OPEC explained that total its total crude oil production averaged 32.76 mbpd in August, a decrease of 79,000 bpd over the previous month. It noted that crude oil output increased in Nigeria, while production showed declines in Libya, Gabon,Venezuela and Iraq.
OPEC added: “Booming refinery profits are helping West African oil producers to sell cargoes at higher prices, aided by a shortage in certain types of crude amid OPEC production adjustments and geopolitical turbulence.
“Continuing improvements in price differentials, coupled with an uplift in crude benchmark Brent outright prices, supported light sweet crude Basket components from West and North Africa to prices above $50/b. Saharan Blend, Es Sider, Girassol, Bonny Light, Equatorial Guinea’s Zafiro and Gabon’s Rabi values increased by $3.32 per barrel on average, or 6.9 per cent, to $51.33 per barrel. Physical crude differentials for these grades improved on higher demand from Asia, particularly China and India.”

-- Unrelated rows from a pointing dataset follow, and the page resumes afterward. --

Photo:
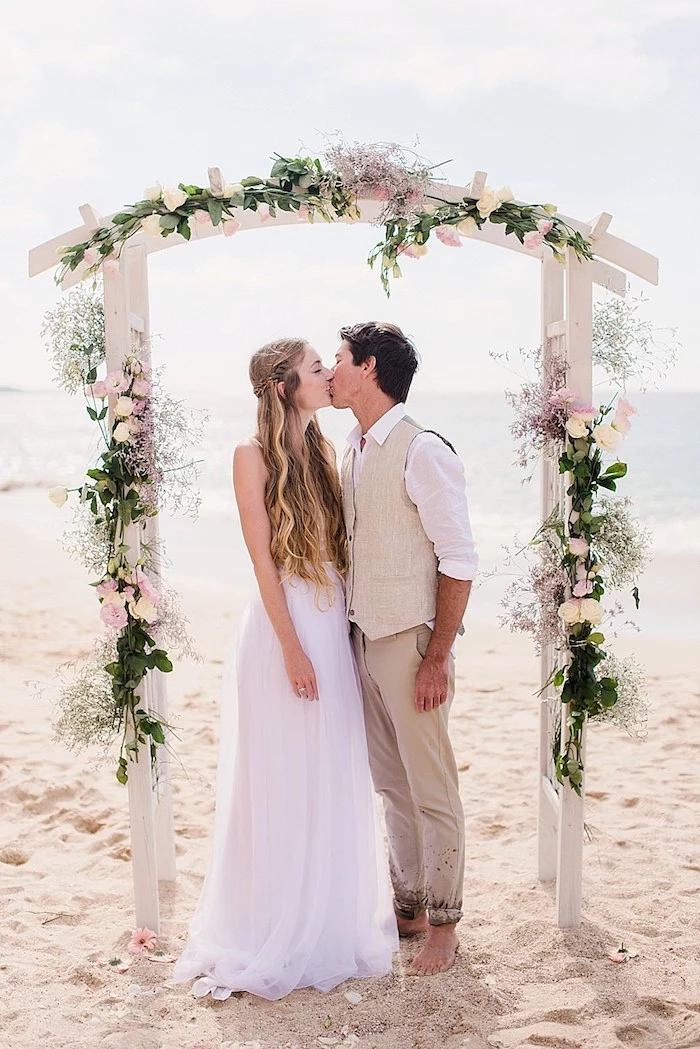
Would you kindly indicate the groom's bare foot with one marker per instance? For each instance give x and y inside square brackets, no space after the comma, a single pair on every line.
[437,955]
[412,926]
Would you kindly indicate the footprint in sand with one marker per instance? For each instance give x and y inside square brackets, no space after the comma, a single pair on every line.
[13,856]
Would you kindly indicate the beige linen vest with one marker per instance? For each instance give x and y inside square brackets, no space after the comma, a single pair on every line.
[393,575]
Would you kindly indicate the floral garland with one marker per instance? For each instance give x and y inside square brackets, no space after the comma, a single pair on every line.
[411,211]
[596,547]
[124,489]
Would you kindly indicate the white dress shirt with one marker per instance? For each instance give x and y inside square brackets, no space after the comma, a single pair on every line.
[436,484]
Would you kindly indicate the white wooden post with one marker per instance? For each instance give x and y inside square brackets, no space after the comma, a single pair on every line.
[155,691]
[118,342]
[551,494]
[579,377]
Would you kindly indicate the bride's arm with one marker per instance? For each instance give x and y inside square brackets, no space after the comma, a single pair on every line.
[249,482]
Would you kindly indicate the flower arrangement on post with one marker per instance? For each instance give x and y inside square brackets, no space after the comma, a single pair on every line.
[587,693]
[411,209]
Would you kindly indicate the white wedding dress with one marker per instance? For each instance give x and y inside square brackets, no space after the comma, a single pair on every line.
[297,893]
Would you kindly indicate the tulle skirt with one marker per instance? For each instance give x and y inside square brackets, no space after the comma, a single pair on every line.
[297,893]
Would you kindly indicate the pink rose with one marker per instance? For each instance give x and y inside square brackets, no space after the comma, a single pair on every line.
[578,547]
[532,239]
[582,587]
[117,382]
[448,235]
[113,616]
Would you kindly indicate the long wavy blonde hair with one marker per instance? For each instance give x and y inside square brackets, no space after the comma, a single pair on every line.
[302,492]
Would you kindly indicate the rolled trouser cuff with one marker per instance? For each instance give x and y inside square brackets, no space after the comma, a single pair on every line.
[444,916]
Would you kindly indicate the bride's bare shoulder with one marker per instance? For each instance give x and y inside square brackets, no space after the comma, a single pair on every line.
[248,457]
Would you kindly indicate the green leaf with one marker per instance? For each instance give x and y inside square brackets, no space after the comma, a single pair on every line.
[162,661]
[215,209]
[616,470]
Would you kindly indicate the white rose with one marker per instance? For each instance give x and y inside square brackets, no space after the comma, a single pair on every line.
[591,611]
[606,436]
[576,427]
[173,198]
[467,226]
[122,432]
[144,609]
[124,406]
[487,202]
[570,612]
[151,225]
[58,495]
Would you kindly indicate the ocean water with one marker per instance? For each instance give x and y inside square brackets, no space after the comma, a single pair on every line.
[46,439]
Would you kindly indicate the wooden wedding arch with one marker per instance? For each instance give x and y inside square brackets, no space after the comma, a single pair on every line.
[567,315]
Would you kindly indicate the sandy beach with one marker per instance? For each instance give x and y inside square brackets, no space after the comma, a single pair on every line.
[65,878]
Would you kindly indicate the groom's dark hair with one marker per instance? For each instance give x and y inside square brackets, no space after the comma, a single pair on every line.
[395,354]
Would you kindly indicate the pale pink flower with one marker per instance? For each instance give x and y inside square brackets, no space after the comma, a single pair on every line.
[582,587]
[143,940]
[113,615]
[448,235]
[115,382]
[532,239]
[624,408]
[578,547]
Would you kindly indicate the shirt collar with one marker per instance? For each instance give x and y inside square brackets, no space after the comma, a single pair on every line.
[381,429]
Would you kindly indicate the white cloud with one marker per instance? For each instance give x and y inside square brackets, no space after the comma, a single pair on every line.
[49,152]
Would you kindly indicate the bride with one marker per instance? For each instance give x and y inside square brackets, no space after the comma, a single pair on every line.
[297,894]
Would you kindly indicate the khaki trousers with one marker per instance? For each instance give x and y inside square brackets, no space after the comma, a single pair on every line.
[414,769]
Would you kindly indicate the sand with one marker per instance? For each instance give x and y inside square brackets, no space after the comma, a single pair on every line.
[66,890]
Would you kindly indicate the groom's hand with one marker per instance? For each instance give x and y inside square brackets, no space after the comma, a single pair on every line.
[431,682]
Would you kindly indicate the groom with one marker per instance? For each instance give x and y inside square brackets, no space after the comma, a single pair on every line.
[411,561]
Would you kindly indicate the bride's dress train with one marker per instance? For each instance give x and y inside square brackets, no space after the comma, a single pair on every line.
[297,893]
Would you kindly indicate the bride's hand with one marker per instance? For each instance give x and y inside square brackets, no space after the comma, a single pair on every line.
[300,671]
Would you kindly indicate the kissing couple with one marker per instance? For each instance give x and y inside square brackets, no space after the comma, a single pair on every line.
[342,677]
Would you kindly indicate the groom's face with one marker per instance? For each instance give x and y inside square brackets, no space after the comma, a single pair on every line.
[346,382]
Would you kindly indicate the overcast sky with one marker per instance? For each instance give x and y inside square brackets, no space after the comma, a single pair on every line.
[593,106]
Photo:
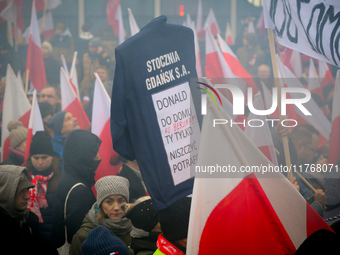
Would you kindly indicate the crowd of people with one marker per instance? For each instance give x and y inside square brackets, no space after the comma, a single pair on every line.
[50,201]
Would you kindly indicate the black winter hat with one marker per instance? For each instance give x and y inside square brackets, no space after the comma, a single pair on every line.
[143,215]
[101,241]
[56,122]
[175,219]
[41,144]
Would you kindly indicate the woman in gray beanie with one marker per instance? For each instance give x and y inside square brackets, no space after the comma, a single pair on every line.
[17,136]
[112,193]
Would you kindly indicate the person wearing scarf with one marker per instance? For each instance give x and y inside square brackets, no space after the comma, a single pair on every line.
[18,226]
[44,167]
[112,193]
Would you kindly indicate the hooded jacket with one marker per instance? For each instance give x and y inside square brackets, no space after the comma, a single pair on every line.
[80,149]
[18,230]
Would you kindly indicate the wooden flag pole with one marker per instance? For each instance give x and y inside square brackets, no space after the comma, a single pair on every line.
[26,81]
[278,86]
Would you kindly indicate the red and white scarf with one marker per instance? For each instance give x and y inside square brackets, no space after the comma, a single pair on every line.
[166,247]
[38,194]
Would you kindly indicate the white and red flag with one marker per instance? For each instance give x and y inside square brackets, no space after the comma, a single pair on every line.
[325,74]
[101,128]
[317,118]
[260,135]
[211,23]
[334,150]
[35,63]
[13,13]
[236,67]
[313,80]
[70,101]
[245,214]
[134,29]
[229,36]
[16,107]
[50,4]
[35,124]
[115,19]
[197,52]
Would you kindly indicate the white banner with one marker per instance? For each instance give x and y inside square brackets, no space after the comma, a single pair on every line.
[179,128]
[308,26]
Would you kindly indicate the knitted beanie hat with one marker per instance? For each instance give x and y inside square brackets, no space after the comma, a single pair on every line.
[143,215]
[45,109]
[41,144]
[101,241]
[175,219]
[112,185]
[17,133]
[56,122]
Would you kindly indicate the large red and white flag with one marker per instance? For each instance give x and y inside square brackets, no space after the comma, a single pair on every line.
[35,62]
[248,212]
[325,74]
[334,150]
[211,23]
[70,101]
[197,52]
[73,75]
[16,107]
[229,36]
[313,80]
[13,13]
[292,59]
[261,135]
[297,25]
[317,118]
[134,29]
[236,67]
[50,4]
[115,19]
[101,128]
[35,124]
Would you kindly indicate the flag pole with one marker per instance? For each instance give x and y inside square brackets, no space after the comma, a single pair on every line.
[26,80]
[278,86]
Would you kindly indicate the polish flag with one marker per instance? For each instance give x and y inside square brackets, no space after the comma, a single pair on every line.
[50,4]
[211,23]
[229,36]
[313,80]
[261,136]
[197,52]
[334,150]
[18,109]
[101,128]
[317,118]
[35,62]
[236,67]
[292,60]
[251,27]
[73,77]
[70,101]
[134,29]
[115,19]
[248,213]
[227,106]
[260,24]
[325,74]
[35,124]
[13,13]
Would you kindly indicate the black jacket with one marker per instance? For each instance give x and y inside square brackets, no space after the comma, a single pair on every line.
[80,149]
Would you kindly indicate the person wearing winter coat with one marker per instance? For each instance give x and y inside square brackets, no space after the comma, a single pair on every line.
[18,225]
[81,161]
[112,193]
[44,166]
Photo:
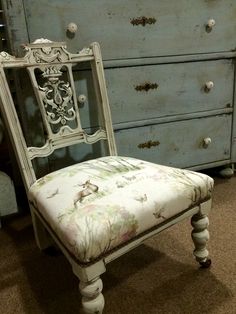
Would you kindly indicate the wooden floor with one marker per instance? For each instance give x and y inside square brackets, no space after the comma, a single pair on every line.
[159,277]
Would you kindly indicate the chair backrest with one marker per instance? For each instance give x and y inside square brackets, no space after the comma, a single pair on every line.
[49,66]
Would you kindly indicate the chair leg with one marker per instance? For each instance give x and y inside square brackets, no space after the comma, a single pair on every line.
[200,236]
[92,298]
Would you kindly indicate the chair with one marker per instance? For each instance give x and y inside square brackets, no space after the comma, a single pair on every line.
[98,209]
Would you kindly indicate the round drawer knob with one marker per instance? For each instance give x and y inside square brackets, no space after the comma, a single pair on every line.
[206,142]
[72,28]
[82,99]
[210,24]
[208,86]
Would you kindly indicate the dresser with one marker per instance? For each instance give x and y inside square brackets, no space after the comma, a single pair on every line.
[169,67]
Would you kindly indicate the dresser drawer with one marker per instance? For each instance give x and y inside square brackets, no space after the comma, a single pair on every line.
[180,144]
[145,92]
[134,29]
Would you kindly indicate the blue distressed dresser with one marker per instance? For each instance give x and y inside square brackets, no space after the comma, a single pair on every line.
[169,67]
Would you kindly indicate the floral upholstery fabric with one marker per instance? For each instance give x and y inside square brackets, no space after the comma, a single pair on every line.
[99,204]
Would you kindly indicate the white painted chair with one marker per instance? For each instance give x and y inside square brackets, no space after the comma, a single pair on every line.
[99,209]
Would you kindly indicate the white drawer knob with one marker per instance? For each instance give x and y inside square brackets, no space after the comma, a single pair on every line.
[208,86]
[206,142]
[72,28]
[82,99]
[210,24]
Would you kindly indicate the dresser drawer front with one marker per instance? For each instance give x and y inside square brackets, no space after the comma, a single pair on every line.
[133,29]
[145,92]
[180,144]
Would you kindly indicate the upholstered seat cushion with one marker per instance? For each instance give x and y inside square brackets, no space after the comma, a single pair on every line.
[99,204]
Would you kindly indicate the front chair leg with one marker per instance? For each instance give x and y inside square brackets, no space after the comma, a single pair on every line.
[200,236]
[92,298]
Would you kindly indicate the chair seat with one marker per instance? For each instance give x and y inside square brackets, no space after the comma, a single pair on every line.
[97,205]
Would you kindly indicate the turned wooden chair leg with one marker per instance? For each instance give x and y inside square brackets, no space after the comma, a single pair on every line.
[92,298]
[200,236]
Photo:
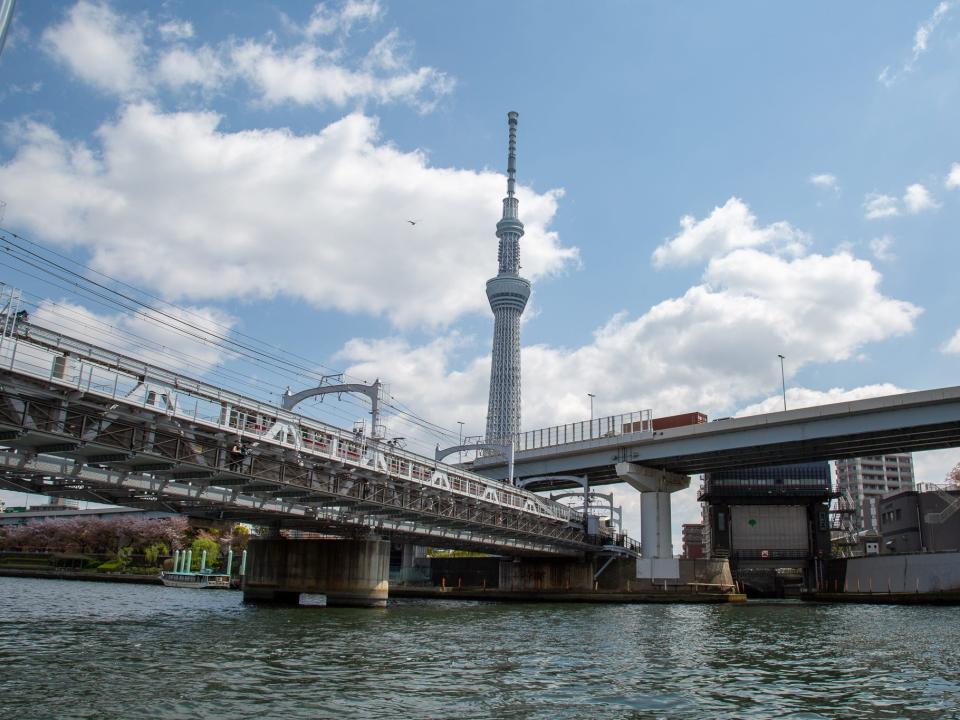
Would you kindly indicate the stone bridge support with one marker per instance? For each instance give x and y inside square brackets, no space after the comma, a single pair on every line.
[350,573]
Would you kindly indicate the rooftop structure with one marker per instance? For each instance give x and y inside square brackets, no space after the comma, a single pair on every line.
[867,479]
[508,294]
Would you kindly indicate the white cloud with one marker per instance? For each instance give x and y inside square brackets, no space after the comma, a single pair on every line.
[99,46]
[921,42]
[176,30]
[953,344]
[805,397]
[880,247]
[171,202]
[726,228]
[108,50]
[917,199]
[716,346]
[307,75]
[880,206]
[181,67]
[325,20]
[825,180]
[953,179]
[933,466]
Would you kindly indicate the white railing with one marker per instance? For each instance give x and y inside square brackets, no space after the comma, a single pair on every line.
[61,360]
[605,427]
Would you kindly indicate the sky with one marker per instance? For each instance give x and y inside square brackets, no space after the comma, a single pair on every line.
[704,187]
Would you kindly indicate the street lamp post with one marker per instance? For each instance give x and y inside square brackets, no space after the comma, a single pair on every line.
[783,383]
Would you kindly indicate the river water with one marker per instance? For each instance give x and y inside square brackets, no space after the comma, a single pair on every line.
[100,650]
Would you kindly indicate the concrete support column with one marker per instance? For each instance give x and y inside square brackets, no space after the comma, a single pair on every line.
[350,573]
[655,526]
[655,487]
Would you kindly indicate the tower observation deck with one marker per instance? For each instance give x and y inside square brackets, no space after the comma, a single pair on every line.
[508,294]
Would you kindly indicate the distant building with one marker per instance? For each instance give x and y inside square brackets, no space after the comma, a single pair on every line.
[925,521]
[771,522]
[693,541]
[868,479]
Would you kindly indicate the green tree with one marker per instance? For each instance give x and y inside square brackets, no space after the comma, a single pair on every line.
[153,552]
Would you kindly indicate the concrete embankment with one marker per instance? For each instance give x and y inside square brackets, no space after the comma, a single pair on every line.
[946,597]
[561,596]
[79,575]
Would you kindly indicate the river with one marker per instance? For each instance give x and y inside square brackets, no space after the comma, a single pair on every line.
[101,650]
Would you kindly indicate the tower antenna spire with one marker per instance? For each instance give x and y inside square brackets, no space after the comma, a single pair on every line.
[512,118]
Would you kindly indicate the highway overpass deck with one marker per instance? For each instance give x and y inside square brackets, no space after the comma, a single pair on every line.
[908,422]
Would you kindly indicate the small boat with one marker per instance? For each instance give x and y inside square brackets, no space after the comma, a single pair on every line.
[201,580]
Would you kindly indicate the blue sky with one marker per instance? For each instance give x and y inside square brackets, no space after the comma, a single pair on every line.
[704,186]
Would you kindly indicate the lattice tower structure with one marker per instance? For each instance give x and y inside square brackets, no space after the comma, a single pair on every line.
[508,294]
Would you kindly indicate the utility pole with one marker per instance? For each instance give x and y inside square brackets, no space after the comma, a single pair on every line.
[783,382]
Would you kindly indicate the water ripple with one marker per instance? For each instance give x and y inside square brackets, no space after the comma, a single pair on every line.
[88,650]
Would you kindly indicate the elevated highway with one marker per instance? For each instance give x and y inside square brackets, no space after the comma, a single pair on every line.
[909,422]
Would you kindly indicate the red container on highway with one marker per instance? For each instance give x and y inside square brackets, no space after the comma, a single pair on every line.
[673,421]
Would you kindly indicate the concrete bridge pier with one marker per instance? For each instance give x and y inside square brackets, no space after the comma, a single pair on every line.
[656,539]
[350,573]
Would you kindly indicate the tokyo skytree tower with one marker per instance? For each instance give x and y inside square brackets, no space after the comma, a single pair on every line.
[508,294]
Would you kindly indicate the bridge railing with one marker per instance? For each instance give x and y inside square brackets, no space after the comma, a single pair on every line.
[640,421]
[61,360]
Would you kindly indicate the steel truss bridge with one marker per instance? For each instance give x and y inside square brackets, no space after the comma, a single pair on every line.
[909,422]
[87,423]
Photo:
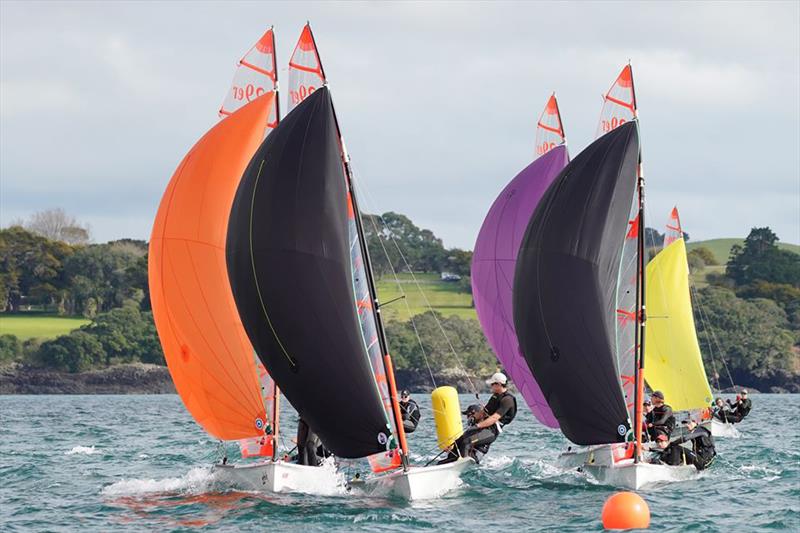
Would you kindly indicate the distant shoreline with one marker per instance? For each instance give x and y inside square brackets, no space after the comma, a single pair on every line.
[139,378]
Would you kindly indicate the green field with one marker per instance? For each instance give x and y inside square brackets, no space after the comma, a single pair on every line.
[721,248]
[41,326]
[443,296]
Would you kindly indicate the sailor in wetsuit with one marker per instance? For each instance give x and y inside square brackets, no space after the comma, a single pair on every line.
[741,408]
[700,456]
[409,410]
[660,420]
[486,422]
[310,450]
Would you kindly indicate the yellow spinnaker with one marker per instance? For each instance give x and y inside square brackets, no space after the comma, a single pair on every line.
[673,363]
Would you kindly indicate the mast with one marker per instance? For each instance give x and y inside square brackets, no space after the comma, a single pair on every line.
[376,310]
[276,391]
[387,362]
[641,315]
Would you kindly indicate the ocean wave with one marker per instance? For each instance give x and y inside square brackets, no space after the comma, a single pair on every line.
[82,450]
[196,480]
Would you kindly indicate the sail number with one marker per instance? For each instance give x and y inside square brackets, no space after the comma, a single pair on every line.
[301,93]
[545,147]
[614,122]
[247,92]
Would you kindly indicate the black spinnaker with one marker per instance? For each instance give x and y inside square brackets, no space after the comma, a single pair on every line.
[289,266]
[565,288]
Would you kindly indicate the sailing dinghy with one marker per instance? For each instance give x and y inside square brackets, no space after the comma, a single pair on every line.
[302,282]
[579,301]
[216,373]
[495,255]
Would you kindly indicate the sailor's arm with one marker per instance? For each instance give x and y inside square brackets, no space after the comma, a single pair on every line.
[488,421]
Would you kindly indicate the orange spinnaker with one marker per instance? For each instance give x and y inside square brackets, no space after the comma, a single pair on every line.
[207,350]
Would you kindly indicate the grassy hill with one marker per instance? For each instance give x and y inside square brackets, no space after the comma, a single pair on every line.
[442,295]
[721,248]
[36,325]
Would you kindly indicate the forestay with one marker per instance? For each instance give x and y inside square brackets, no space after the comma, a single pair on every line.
[206,349]
[288,255]
[305,69]
[255,75]
[565,287]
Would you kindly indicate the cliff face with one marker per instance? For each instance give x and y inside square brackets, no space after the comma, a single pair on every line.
[121,379]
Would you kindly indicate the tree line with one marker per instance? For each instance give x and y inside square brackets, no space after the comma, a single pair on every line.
[748,316]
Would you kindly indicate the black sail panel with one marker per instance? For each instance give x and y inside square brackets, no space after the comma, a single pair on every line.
[565,288]
[289,266]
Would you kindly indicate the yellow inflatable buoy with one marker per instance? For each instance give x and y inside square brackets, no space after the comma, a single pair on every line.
[447,415]
[626,510]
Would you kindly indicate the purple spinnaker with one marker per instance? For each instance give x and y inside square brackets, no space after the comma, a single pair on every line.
[493,264]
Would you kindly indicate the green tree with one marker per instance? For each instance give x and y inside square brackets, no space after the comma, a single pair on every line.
[31,269]
[76,352]
[760,259]
[753,335]
[10,348]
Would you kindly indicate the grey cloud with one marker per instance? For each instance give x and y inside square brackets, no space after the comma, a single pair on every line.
[100,101]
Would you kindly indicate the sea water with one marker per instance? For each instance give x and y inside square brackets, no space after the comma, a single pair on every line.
[135,463]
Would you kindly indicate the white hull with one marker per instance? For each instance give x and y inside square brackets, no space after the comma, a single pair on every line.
[416,483]
[600,462]
[280,476]
[721,429]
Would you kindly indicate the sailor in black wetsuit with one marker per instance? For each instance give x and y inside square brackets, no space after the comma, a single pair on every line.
[409,410]
[741,408]
[722,411]
[310,450]
[660,420]
[700,456]
[488,421]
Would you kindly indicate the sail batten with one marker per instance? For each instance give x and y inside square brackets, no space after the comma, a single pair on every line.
[549,128]
[256,74]
[305,69]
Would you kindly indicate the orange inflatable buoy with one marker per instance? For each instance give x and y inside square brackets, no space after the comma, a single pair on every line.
[626,510]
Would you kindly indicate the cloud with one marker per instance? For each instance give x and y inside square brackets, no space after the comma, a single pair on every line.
[438,102]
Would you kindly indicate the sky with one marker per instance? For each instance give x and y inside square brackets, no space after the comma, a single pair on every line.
[438,102]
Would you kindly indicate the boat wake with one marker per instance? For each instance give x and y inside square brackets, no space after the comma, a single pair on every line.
[195,481]
[83,450]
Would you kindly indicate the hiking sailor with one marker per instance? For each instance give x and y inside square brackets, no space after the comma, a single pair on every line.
[486,422]
[409,411]
[741,408]
[722,411]
[660,420]
[310,450]
[700,456]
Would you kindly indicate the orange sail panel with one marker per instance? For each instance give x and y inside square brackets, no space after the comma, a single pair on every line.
[206,348]
[619,103]
[549,129]
[305,69]
[674,231]
[256,74]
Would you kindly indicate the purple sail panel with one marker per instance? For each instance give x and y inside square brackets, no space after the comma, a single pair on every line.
[493,264]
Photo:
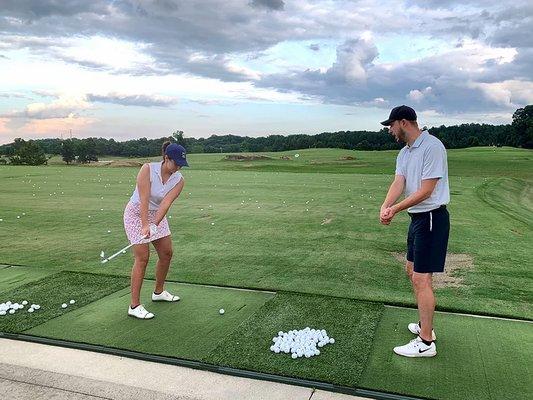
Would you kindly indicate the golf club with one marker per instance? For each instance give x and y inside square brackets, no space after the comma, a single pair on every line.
[153,231]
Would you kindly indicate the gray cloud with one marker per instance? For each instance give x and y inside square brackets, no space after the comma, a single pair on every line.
[434,83]
[139,100]
[269,4]
[184,38]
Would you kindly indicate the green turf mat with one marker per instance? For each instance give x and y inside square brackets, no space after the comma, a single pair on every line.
[477,358]
[13,276]
[52,291]
[352,324]
[189,328]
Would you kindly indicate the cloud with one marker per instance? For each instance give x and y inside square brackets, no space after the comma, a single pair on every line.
[450,82]
[417,95]
[268,4]
[67,107]
[221,39]
[139,100]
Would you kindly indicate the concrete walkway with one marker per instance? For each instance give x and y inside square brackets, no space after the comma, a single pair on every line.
[35,371]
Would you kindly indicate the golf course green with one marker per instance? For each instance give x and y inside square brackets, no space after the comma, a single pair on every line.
[301,235]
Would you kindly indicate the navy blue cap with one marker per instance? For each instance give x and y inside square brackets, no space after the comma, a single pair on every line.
[177,153]
[399,113]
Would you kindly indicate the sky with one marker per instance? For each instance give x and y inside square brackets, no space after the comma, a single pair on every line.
[127,69]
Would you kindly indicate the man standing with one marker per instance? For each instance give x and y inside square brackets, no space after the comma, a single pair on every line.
[422,175]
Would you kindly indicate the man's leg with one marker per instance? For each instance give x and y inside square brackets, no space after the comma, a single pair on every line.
[422,284]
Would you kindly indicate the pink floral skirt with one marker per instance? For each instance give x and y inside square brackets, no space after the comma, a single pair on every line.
[133,226]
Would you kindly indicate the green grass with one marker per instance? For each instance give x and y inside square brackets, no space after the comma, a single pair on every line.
[351,323]
[284,244]
[477,358]
[13,276]
[190,328]
[308,229]
[52,291]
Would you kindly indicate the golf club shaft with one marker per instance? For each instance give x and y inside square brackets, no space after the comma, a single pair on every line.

World oil demand growth in 2017 is expected to rise by 1.42 mbpd after an upward revision of around 50 tbpd. In 2018, world oil demand is anticipated to grow by 1.35 mbpd, an increase of 70 tbpd from the previous report.
OPEC said that refinery margins in the Atlantic Basin strengthened in August. “In the US, margins rose amid expectations for a product supply shortfall in the wake of Hurricane Harvey, coupled with already firm domestic demand, which supported product crack spreads. In Europe and Asia, product markets were supported by supply outages in the US, which encouraged higher arbitrage volumes, as well as healthy seasonal demand, which helped lift refinery margins,” it added.